From Wreck to Resto -1 HP Mogul

The Story Behind the Story

| July/August 2002

I caught the Old Iron Fever about eight years ago, and since then I have restored several engines for myself, letting them go once I'm done and then starting the search for another. For me, the fun is in the finding and restoring, not the collecting. Each one is a special challenge, bringing great satisfaction when all the problems have been conquered and the engine is like new again. And as we all know, the greater the challenge, the greater the enjoyment - right? This is the tale of my greatest 'enjoyment' to date.

It all began with my friend Ron Mason asking if I would help him with the restoration of an engine he had found, which I hadn't yet seen. He had cleaned it and started to reconstruct some missing pieces. He and his daughter, Britany, were very enthusiastic about the project and wanted to see this engine run again. I figured their enthusiasm, combined with their having already started the project, meant it would be a piece of cake - no problem, bring it on.

I will let Ron tell you his side of the story before I go on: 'On a cool, crisp November day in 1995 a few boys and I went hunting deer. They had no luck with the deer, but I found an old engine. While I was looking at it the owner of the property asked me if I wanted it because the land was going to be cleared shortly and it would be lost.

Ron Mason and his daughter, Britany, pose with the freshly restored IHC Mogul.

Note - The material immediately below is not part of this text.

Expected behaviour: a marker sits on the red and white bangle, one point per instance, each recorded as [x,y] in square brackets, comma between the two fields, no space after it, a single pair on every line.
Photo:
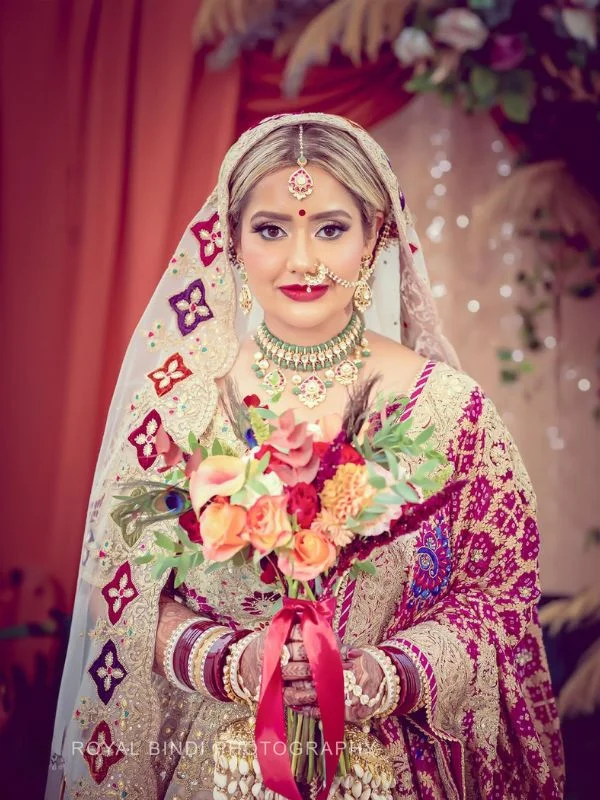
[168,666]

The engine is mounted on a base identifying this Mogul as a 1917 model, while a separate plaque the Masons have says 1915-1917. The lack of a nameplate makes the Mogul's true date of manufacture uncertain. Note the IHC Type R rotary magneto. Some sources say this was used only on Model M engines (the Mogul's successor), which went into production in late 1917. It's likely this is indeed a 1917 model.

'My brother-in-law and I returned with shovels and started digging. We finally lifted the engine -along with an equal amount of frozen soil - aboard our pickup. I thought then I would rebuild it like new for a project. Boy, what a mistake. Once the newness of the idea wore off the engine sat in the corner of the garage for over a year. I had cleaned and primed some of the existing parts, but for every one thing done there were two things that needed doing, and I was getting no where fast.

The Mogul in mid-restoration. Quality engines by any standard, the Mogul line featured a fully enclosed crankshaft protecting it against the elements.